Ali BAYATLI-Bağdat/ Amerika Birleşik Devletleri ile İran arasındaki gerilim tırmanırken, Irak kendisini son derece karmaşık bir denklem içinde buluyor. Toprakları, olası bir çatışma için potansiyel bir sahneye dönüşebilir. ABD Başkanı Donald Trump, Tahran’ı nükleer müzakerelere zorlamak için askeri seçeneği masada tutarak tehdit söylemlerine geri dönerken, İsrail ise önleyici saldırılar için hazır bekliyor ve Washington’dan yeşil ışık almayı bekliyor.

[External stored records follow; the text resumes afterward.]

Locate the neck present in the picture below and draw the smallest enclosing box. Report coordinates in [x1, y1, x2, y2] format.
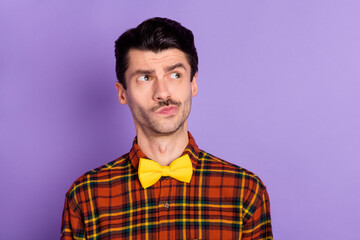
[136, 124, 189, 166]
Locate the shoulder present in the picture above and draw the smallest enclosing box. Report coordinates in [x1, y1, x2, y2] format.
[65, 153, 131, 198]
[197, 149, 267, 189]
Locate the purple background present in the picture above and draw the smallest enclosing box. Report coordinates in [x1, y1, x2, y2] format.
[1, 1, 359, 239]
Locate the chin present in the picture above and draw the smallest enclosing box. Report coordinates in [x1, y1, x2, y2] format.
[151, 122, 186, 136]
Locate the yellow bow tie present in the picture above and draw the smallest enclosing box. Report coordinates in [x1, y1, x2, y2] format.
[138, 154, 193, 189]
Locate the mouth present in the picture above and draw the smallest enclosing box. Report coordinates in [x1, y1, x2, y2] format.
[156, 106, 178, 116]
[152, 99, 181, 116]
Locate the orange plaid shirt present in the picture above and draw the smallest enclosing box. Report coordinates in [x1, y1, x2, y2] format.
[61, 133, 272, 239]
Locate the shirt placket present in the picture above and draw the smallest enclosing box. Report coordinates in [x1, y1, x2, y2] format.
[157, 177, 176, 240]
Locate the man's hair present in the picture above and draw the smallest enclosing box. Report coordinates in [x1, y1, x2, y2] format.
[114, 17, 198, 89]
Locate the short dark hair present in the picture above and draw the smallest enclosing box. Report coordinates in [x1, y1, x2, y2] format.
[114, 17, 198, 89]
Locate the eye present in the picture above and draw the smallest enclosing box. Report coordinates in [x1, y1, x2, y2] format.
[170, 72, 181, 79]
[138, 75, 151, 82]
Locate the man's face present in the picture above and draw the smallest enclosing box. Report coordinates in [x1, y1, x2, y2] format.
[115, 48, 198, 136]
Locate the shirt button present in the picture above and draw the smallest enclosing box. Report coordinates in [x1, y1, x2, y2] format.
[164, 202, 170, 209]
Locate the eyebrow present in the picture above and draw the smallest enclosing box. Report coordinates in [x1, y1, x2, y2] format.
[129, 63, 187, 79]
[129, 69, 155, 79]
[165, 63, 187, 72]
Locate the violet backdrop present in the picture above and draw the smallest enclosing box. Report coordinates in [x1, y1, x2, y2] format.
[1, 0, 359, 239]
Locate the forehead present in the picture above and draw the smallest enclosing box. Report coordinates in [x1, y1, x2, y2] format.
[126, 48, 190, 71]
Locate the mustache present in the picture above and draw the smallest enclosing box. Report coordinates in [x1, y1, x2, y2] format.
[152, 99, 181, 111]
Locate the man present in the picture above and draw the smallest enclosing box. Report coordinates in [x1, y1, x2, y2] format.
[61, 17, 272, 240]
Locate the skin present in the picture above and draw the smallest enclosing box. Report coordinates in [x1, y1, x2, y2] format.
[115, 48, 198, 166]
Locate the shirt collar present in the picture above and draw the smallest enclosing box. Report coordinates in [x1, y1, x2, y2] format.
[128, 131, 200, 170]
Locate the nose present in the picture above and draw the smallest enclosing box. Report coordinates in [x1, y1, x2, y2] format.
[153, 78, 171, 101]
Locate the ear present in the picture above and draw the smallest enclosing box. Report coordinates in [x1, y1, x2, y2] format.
[115, 82, 128, 104]
[191, 72, 198, 97]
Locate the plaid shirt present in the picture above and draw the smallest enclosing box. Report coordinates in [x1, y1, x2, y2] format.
[61, 133, 272, 239]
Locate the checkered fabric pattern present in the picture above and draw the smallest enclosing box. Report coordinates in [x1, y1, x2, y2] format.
[61, 133, 272, 239]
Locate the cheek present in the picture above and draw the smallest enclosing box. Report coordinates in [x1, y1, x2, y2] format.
[181, 91, 193, 109]
[127, 92, 149, 110]
[181, 87, 193, 101]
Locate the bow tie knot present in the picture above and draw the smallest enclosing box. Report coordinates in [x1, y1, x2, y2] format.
[138, 154, 193, 189]
[161, 166, 170, 176]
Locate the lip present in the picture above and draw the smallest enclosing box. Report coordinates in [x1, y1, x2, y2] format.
[156, 106, 178, 116]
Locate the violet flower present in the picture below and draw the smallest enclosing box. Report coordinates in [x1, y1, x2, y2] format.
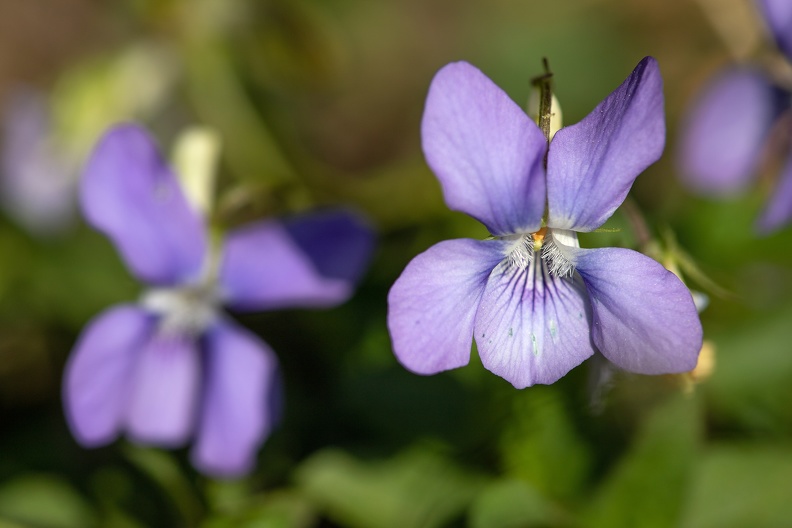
[678, 0, 792, 233]
[63, 124, 373, 477]
[1, 90, 77, 233]
[387, 58, 702, 389]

Bu gerilim, Bağdat’ı büyük bir çıkmazın içine sürüklüyor. Irak topraklarında Amerikan askeri üslerinin varlığı ve İran’ın güçlü etkisi nedeniyle, hükümet ülkenin bir vekâlet savaşına sahne olabileceğinden endişe ediyor. ABD ve İran arasındaki karşılıklı tehditler, Amerikan güçlerinin Irak’ta hedef alınabileceği ya da Tahran yanlısı silahlı grupların saldırıya uğrayabileceği ihtimallerini güçlendiriyor.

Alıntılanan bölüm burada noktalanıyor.